Good schools need more than money: parents

4 December 2019

1:00 PM

4 December 2019

1:00 PM

Parents are generally satisfied with how much money their child’s school has, but they don’t agree with how it is spent. If that sounds familiar it’s because it echoes what the CIS has been arguing for years.

The results of a national survey of more than 1,000 parents (relating to 1,394 children) — revealed in the CIS policy paper: What Do Parents Want from Schools? — show that 88 per cent of parents believe their child’s school has enough or more than enough funding. This includes 86 per cent of parents with a child in a government school.

This cuts against the dominant education policy discourse — driven by the union movement and progressive educationalists — which both major parties have swallowed hook, line and sinker.

It is already clear that huge increases in public funding aren’t delivering educational improvements. This new research also shows that it is also not what parents want either.

The unions have rallied — and largely won — for money to be spent on endlessly reducing classroom sizes (presumably unsatisfied until we are practically educating one-to-one), increasing teachers’ pay (presumably until it’s in line with doctors), and amassing an army of support staff in schools.

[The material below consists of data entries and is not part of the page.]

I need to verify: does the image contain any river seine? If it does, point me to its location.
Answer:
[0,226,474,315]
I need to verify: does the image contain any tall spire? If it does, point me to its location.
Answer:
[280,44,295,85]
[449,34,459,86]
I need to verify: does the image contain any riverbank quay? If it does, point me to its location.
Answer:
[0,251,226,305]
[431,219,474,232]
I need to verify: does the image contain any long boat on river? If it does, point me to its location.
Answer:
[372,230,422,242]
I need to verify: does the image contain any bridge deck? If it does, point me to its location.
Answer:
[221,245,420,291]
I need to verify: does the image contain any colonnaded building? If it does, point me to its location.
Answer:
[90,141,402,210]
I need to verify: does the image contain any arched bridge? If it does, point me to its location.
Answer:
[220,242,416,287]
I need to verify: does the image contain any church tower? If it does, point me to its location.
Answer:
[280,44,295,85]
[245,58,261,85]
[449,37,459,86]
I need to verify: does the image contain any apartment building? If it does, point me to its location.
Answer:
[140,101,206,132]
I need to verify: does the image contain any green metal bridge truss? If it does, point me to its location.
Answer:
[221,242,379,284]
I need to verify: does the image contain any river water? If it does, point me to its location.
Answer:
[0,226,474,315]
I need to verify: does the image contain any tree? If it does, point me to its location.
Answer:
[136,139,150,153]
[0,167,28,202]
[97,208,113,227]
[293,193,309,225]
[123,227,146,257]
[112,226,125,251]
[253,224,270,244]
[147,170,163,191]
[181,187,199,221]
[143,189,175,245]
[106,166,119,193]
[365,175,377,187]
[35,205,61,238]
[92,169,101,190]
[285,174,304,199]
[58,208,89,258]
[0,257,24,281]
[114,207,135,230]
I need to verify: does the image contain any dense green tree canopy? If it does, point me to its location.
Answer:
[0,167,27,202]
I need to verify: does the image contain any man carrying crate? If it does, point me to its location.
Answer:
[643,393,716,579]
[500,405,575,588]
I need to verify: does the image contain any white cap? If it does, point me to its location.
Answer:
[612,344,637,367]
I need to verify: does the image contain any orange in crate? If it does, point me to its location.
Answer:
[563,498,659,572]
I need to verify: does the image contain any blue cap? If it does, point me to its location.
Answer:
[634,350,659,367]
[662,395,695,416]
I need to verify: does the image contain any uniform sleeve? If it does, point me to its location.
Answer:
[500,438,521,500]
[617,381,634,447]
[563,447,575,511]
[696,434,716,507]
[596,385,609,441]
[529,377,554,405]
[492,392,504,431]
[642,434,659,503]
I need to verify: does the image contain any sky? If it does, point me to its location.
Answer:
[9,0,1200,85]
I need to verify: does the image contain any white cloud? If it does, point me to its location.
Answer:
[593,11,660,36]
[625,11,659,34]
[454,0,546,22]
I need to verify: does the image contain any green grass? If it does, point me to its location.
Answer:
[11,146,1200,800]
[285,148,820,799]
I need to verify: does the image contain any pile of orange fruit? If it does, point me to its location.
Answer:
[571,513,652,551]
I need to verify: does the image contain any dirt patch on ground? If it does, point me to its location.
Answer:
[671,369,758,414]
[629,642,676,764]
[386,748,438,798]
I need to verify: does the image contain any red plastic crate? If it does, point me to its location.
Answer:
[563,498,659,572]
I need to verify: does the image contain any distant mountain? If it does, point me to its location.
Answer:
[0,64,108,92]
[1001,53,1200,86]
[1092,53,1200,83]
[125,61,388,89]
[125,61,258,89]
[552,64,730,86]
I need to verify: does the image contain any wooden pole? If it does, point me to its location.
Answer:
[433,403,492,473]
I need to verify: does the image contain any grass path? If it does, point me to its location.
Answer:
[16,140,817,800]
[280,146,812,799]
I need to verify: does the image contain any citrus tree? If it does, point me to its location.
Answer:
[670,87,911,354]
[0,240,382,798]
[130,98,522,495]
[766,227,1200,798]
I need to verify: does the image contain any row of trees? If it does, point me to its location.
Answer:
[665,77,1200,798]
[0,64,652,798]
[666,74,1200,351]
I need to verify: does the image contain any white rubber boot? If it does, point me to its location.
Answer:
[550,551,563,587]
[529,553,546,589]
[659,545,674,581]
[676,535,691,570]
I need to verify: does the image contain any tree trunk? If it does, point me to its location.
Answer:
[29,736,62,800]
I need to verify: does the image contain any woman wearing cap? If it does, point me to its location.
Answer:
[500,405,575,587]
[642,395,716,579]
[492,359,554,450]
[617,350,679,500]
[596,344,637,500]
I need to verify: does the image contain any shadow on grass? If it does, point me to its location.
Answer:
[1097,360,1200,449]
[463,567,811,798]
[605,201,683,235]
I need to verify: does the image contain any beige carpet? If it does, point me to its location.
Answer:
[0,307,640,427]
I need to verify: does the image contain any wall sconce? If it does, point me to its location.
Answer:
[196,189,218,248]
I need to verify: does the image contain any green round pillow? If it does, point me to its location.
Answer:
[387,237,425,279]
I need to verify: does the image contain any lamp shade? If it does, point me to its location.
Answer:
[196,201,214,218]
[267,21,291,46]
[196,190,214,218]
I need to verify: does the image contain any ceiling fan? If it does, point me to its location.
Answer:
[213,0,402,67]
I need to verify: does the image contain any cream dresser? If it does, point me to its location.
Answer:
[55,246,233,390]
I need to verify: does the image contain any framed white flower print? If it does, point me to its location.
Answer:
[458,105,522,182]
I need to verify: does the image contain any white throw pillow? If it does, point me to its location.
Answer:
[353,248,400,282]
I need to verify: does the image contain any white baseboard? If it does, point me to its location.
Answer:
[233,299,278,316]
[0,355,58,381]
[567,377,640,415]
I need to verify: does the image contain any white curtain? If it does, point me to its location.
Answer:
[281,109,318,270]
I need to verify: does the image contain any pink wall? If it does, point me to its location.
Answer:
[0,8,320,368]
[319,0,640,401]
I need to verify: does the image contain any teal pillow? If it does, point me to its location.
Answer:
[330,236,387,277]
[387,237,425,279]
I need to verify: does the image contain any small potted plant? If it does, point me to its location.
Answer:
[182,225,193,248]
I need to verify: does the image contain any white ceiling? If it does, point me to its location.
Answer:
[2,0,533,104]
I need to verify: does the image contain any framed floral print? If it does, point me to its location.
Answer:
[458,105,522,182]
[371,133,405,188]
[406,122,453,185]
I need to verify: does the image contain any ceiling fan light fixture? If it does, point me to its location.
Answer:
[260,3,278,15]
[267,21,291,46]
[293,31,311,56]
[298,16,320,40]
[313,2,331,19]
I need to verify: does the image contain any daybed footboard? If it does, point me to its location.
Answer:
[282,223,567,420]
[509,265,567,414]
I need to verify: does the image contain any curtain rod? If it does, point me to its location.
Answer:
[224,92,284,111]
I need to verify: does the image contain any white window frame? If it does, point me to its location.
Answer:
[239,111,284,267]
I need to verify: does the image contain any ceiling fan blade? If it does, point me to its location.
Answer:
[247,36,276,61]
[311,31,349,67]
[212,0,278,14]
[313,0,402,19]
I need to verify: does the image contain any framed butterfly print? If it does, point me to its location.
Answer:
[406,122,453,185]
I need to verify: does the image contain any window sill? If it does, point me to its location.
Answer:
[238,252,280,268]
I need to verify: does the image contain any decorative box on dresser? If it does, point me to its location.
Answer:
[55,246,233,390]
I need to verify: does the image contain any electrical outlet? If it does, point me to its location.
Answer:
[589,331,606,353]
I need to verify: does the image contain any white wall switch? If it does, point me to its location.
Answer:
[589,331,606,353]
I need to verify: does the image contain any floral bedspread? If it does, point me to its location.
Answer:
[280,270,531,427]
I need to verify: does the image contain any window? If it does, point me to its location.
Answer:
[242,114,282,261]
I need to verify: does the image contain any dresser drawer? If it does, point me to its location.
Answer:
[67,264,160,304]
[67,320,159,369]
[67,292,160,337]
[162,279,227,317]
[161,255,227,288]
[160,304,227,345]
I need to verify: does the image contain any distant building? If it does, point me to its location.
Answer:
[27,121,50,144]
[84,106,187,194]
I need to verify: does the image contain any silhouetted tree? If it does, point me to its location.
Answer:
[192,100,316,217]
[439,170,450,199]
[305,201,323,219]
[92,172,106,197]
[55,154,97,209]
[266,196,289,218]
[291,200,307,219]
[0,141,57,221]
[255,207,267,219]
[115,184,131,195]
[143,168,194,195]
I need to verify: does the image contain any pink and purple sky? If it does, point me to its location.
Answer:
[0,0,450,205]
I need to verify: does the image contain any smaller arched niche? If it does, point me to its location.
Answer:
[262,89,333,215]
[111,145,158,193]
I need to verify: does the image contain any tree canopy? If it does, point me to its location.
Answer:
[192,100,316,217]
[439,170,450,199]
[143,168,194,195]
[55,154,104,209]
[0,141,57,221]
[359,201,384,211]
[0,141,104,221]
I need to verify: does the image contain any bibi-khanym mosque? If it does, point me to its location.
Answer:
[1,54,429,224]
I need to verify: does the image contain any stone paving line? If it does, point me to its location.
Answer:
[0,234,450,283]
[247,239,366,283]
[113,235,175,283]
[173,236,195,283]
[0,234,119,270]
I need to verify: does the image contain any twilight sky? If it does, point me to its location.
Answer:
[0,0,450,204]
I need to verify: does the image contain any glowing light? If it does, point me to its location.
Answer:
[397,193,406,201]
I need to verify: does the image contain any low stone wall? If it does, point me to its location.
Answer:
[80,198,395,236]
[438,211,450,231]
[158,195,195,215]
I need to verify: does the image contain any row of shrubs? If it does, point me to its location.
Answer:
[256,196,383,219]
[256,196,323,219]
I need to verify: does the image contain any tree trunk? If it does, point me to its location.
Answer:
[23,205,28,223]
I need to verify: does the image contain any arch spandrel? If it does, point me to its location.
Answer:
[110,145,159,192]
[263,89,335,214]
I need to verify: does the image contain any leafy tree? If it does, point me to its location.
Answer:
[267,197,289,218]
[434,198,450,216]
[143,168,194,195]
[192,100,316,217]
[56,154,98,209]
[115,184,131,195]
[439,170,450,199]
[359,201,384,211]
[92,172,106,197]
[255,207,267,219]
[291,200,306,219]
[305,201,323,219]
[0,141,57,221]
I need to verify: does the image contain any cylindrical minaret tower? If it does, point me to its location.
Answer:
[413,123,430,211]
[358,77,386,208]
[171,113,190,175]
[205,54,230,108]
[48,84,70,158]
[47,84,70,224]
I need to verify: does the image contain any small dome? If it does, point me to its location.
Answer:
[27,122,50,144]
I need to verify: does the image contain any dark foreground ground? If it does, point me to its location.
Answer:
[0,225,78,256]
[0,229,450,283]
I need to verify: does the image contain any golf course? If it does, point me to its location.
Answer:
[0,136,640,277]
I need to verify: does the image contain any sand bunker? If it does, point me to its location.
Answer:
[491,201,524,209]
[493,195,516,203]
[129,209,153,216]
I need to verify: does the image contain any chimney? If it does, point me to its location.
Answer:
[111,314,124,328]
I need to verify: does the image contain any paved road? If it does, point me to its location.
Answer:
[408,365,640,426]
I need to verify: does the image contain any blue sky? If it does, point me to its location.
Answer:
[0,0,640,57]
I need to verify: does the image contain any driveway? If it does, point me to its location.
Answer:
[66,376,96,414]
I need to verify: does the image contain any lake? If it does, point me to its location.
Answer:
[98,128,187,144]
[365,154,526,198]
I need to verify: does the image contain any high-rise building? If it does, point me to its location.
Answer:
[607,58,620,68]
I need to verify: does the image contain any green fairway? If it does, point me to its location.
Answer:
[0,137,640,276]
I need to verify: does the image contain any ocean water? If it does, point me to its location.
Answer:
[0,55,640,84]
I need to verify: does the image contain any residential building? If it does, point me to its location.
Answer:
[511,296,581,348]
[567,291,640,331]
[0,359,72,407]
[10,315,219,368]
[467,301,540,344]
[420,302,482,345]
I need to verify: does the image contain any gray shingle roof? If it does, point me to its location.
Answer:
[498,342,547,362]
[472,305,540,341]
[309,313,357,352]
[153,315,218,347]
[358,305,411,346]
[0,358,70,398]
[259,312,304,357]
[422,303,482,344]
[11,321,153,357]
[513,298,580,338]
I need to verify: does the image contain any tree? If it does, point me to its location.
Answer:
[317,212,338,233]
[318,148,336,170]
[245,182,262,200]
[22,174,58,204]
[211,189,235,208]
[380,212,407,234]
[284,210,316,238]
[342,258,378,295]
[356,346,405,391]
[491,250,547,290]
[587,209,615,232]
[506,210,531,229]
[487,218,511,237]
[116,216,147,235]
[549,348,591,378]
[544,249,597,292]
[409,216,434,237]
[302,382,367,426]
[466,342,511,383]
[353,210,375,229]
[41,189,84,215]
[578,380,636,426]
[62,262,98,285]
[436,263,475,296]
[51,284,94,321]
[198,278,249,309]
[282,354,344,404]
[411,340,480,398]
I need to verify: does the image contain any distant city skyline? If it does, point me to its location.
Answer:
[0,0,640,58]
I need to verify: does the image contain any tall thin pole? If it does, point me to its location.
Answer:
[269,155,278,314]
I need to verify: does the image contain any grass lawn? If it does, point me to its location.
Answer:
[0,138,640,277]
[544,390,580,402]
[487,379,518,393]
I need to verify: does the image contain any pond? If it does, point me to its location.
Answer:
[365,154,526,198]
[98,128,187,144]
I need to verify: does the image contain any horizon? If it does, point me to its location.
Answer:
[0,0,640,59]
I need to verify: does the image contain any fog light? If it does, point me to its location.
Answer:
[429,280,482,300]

In contrast to these priorities, parents say that they want to see better facilities and more extra-curricular activities offered at their chosen schools. This could be because funding for capital works is around one-eleventh of that of the spending on staffing. And extra-curriculars are generally paid for out of parents’ own pockets and in their own time.

The research also found that a considerable proportion of parents regret their choice of a school for their children, with around 40% saying they either would not choose the same school again or were unsure if they would.

This means that around 1.6 million students are enrolled in a school that their parents aren’t happy with. However, some appear to be happier than others.

Unsurprisingly, those that felt limited in their choice — around two-thirds of surveyed parents — are less satisfied with the school their child is in.

Those that chose a non-government school, for instance, appear to be happier with their choice. This appears to be linked with findings of higher levels of confidence in how funding is being used in non-government schools, compared to their government school peers.

And parents who sought independent sources of information to help with their choice of school — like meeting with school staff, visiting school websites, and checking the MySchool website — are more likely to be happier with their choice. As the old adage goes, more informed shoppers are happier shoppers.

When it comes to school funding and school choice, this research is a poor report card on policymakers in state and federal government. It’s past time for governments to listen to the message that parents want to see a spending shakeup and that more choice is indispensable to educational improvements.

Glenn Fahey is a research fellow in the education program at The Centre for Independent Studies.